O português da modernidade
A energia, a vivacidade e adaptabilidade da língua portuguesa no Brasil tem a ver com o fenómeno cultural que se define como "personalidade modal".
A língua de um povo não é apenas veículo de comunicação, mas mesmo um Rorshack nacional. É, simultaneamente, registo conceptual e pragmático em que se espelha o percurso histórico da sua gente e a sua evolução na jornada da modernidade.
No idioma reflectem-se a capacidade de adaptação planetária e ambiental do grupo e a sua habilidade de sobrevivência. Por isso as línguas também se podem observar em termos de processos darwinianos. Como as espécies que se perderam pelos caminhos da extinção, a linguagem projecta o futuro dos povos que neles se exprimem.
As línguas artificialmente tesas, arrogantes, impassíveis como estátuas revelam características conservadoras e imóveis, paranóicas e narcisistas dos seus falantes. Por outro lado, os idiomas irrequietos, activos na busca de significado e expressão simultaneamente abstracta e precisa possuem alegria, um charme persuasivo e mesmo sedutor.
O inglês como o falam os americanos ultrapassou a rigidez militar dos comandos anglo-saxónicos. Transformou-se no linguajar de um povo cheio de iniciativa, modificador do percurso do pensamento social e científico à escala planetária e da expressão de uma liberdade que lhe deu o lugar cimento na literatura, na arte, na ciência, na economia. Diz I love you (amo-te) e kiss me please (beija-me por favor) com afecto e doçura.
Assim é o português brasileiro, inaugurando vocábulos na rua para a gente se compreender sem a rigidez da aristocracia burocrática da academia e o etnocentrismo da assembleia política. Cria verbos sonoros, elegantes e práticos, petulantes por vezes, onde os substantivos antes saíam à rua, sós, nas frases longas, desnecessariamente longas e complexas, morosas. Uma sintaxe sujeita às regras confinantes e não raro desnecessárias de normas sociais e elitistas. Esse português vivo, estimulante, retrata a alegria de viver, a pujança no trabalho e na modernidade, o Brasil-potência-mundial que possui a coragem e ousadia de terçar ideias com outros povos, de expandir e dar significado cultural e económico, artístico e científico, à concepção da modernidade.
O português de Portugal recorda os galeões dolentes que deixaram nas praias orientais o pranto inconsolável, o papiá-cristão, abandonado, de populações marcadas nos traços fenotípicos e híbridos e nos genes resilientes dos mercadores de gente engolida pelo horizonte. Fala na TV como um soldado de chumbo, hirto como o cabelo banhado na brilhantina antiga. Conversa com maneirismos complexados, autoritário na interacção social e mesmo na comunicação governamental. Sua Excelência o Português é pretérito lacrimoso na voz embargada, plangente, do fado vítima do machismo, da explora- ção sexual e económica da mulher.
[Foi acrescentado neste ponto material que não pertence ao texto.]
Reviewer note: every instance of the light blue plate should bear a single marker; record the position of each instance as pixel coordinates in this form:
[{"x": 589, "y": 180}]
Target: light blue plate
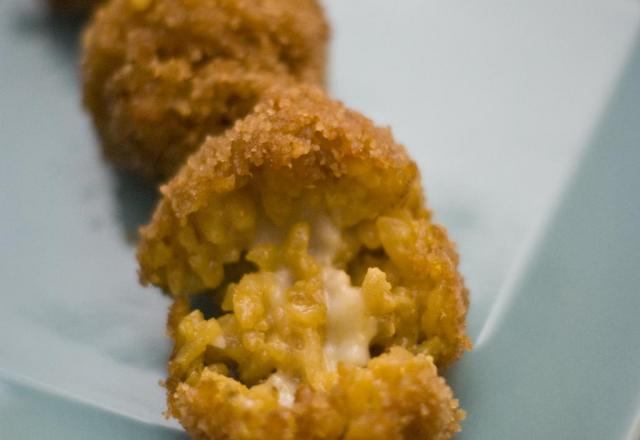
[{"x": 525, "y": 120}]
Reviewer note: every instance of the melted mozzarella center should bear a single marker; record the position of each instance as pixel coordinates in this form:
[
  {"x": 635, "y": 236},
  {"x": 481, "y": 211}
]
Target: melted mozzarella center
[{"x": 286, "y": 387}]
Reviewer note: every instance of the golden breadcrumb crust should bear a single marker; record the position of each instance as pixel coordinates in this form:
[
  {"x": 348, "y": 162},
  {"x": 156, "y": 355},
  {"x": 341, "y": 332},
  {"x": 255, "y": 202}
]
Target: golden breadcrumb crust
[
  {"x": 336, "y": 295},
  {"x": 73, "y": 7},
  {"x": 396, "y": 396},
  {"x": 161, "y": 75}
]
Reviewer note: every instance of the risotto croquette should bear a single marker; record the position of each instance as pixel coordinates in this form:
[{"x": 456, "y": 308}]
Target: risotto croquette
[
  {"x": 336, "y": 297},
  {"x": 161, "y": 75}
]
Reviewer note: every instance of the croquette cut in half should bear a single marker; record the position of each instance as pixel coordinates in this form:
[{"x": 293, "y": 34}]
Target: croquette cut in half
[
  {"x": 161, "y": 75},
  {"x": 330, "y": 296}
]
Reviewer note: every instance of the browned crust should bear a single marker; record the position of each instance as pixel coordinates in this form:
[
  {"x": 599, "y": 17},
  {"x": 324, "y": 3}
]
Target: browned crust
[{"x": 158, "y": 79}]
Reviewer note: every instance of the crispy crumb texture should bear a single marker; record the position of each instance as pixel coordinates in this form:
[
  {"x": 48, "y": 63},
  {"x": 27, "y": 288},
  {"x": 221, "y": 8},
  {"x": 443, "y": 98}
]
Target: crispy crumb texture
[
  {"x": 161, "y": 75},
  {"x": 73, "y": 7},
  {"x": 329, "y": 295}
]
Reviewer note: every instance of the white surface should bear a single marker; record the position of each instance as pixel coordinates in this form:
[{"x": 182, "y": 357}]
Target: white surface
[{"x": 495, "y": 99}]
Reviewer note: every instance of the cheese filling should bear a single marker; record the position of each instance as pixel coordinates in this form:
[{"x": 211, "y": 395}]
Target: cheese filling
[
  {"x": 349, "y": 330},
  {"x": 286, "y": 387}
]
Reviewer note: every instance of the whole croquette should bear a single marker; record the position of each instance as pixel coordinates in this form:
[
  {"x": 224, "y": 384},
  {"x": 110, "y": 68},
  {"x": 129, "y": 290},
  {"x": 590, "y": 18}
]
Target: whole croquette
[
  {"x": 335, "y": 296},
  {"x": 161, "y": 75}
]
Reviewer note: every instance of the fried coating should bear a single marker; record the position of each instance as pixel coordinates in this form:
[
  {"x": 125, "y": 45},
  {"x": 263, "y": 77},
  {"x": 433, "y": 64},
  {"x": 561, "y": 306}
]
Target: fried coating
[
  {"x": 161, "y": 75},
  {"x": 73, "y": 7},
  {"x": 336, "y": 295}
]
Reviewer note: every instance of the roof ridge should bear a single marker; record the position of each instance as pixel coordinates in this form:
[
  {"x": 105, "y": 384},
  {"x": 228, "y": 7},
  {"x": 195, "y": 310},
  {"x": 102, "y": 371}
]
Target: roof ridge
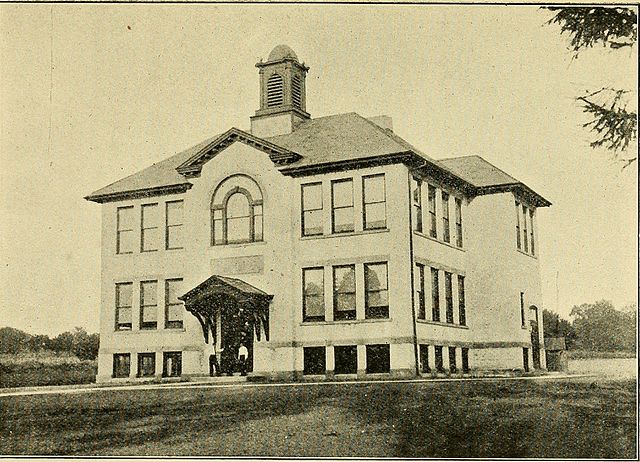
[
  {"x": 498, "y": 168},
  {"x": 460, "y": 157}
]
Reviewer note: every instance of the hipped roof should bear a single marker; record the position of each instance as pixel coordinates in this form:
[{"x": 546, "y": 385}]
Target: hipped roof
[{"x": 344, "y": 140}]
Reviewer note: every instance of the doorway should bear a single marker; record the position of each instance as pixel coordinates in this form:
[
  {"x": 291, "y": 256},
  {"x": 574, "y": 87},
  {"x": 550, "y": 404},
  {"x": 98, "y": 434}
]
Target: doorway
[{"x": 236, "y": 329}]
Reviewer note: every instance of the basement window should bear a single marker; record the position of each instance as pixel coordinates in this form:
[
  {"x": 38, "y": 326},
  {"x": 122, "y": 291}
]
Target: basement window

Em contra partida, o português do Brasil dança na rua. É cara risonho, engenheiro apressado, vaqueiro de camião gigante made in Brazil. Está na letra do samba bamboleante e atrevido, descomplicado. Expressa ritmo crioulo na música com seu falar sem hierarquia que o Você submergiu. Fala de amor e ternura no abraço de fenótipos na génese que os portugueses antigos criaram nos trópicos de Gilberto Freyre. É escrita de comércio possante, código fonológico e popular no jornal e voz cadente na rádio divulgando a notícia. Usa-o a moça desempoeirada, igualzinha ao homem no direito que antes a escravizou, nocauteante num bikini moreno em praia morna onde o machismo está acabando.
Roma morreu e o latim se enterrou nas igrejas. Fecham-no na clausura de pedras veneráveis e anciãs de monumentos guardando ecos côncavos nas abóbadas imperiais e distantes. Como as pirâmides dos faraós, em que cada eco subterrâneo parece enclavinhar à terra, desesperadamente, o desejo de todos os tempos no universo geracional de se ultrapassar a barreira misteriosa da eternidade para além da morte.
O português vai sobreviver, ainda que humilhado na Europa, reduzido à subserviência política e económica ao alemão e ao francês, ao inglês de sua majestade britânica. Vai perdurar, sim-senhor, nas chancelarias mundiais e nas universidades dominantes com sotaque brasileiro. Será língua dominante no comércio, de diplomacia, de estudo e difusão cultural e científica - graças ao Brasil.
No acordo ortográfico acerca do qual em Portugal se resmungou entre os dentes, paulatinamente, se o país deveria ou não aceitar, no desfecho dialéctico imperou a noção pensada da realidade. Na decisão política manifestou-se uma compreensão actualizada, decerto atenta ao resultado lógico dos processos de adaptação com que se conceptualiza o futuro no contexto do interesse nacional no embate nem sempre claro de forças globais.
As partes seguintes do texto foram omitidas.